Myths, Amplifiers, and Ideologies

James Carse, in Finite and Infinite Games, defines the key attributes of a myth:

“I do not understand the story in terms of my experience, but my experience in terms of the story… As myths make individual experience possible, they also make collective experience possible.”

Further:

“We tell myths for their own sake, because they are stories that insist on being stories – and insist on being told. We come to life at their touch.”

In fact, when you think more about myths:

“Myths are not stories that have meanings, but stories that give meaning.”

And:

“We resonate with myth when it resounds in us.”

Carse says this to say about religions in that contex:

“Myths of irrepressible resonance have lost all trace of an author (he cites the Vedas as an example). Even when sacred texts are written down by an identifiable prophet or evangelist, it is invariably thought that these words were first spoken to their recorders and not spoken by them… Muhammad heard the Quran and did not dictate it. Christians do not read Mark but the gospel according to Mark.”

 

Carse then moves onto the other side of the coin:

“The opposite of resonance is amplification… A loudspeaker is the amplification of a single voice, excluding all others. A bell resonates, a cannon amplifies. We listen to the bell, we are silenced by the cannon.”

We know the problem with the loudspeaker all too well:

“We do not listen to a loudspeaker for what is being said, but only because it is all that is being said… There is no possibility of conversation with a loudspeaker.”

 

Guess which side an ideology falls in?

“Ideology is the amplification of myth. It is the assumption that since the beginning and end of history are known, there is nothing more to say.”

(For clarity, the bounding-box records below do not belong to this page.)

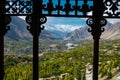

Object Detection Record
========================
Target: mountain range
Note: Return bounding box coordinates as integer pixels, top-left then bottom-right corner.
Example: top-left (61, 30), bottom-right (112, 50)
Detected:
top-left (65, 22), bottom-right (120, 41)
top-left (6, 17), bottom-right (120, 41)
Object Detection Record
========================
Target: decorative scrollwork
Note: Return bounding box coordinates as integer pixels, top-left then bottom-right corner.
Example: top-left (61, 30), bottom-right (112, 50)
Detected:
top-left (100, 18), bottom-right (107, 26)
top-left (40, 16), bottom-right (47, 24)
top-left (86, 18), bottom-right (93, 32)
top-left (103, 0), bottom-right (120, 17)
top-left (5, 0), bottom-right (32, 14)
top-left (26, 16), bottom-right (47, 35)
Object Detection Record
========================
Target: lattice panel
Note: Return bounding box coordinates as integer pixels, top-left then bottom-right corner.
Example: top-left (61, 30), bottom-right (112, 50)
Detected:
top-left (103, 0), bottom-right (120, 18)
top-left (5, 0), bottom-right (32, 14)
top-left (43, 0), bottom-right (93, 17)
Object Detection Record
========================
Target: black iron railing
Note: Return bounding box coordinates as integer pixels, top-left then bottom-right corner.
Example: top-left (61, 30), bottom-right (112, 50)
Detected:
top-left (0, 0), bottom-right (120, 80)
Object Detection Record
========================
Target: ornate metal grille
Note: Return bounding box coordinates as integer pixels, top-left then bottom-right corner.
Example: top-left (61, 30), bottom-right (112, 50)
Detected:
top-left (103, 0), bottom-right (120, 18)
top-left (5, 0), bottom-right (32, 15)
top-left (0, 0), bottom-right (120, 80)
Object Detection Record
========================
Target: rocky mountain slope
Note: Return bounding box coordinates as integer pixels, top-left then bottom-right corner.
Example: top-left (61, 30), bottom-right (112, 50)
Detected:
top-left (64, 22), bottom-right (120, 40)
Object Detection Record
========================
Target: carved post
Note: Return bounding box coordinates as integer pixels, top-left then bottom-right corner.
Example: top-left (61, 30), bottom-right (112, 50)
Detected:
top-left (87, 0), bottom-right (107, 80)
top-left (26, 0), bottom-right (47, 80)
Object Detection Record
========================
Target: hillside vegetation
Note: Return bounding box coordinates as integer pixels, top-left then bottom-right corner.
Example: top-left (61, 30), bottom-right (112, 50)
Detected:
top-left (4, 40), bottom-right (120, 80)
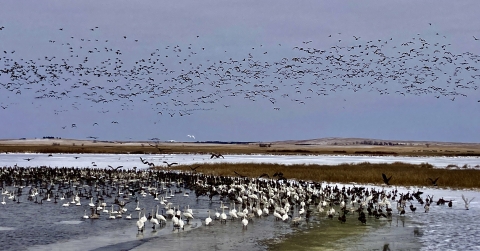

But history is anything but a done deal:

“What ideologists are concerned to hide is the choral nature of history, the sense that it is a symphony of very different, even opposed voices, each nonetheless making the other possible.”

An ideology that succeeds too well may yet sow the seeds of its own destruction:

“The loudspeaker, successfully muting all other voices and therefore all possibility of conversation, is not listened to at all, and for that reason loses its own voice and becomes mere noise.”

Are liberal democracy and political correctness failing for exactly this reason now? Did they silence all other voices far too well for their own good?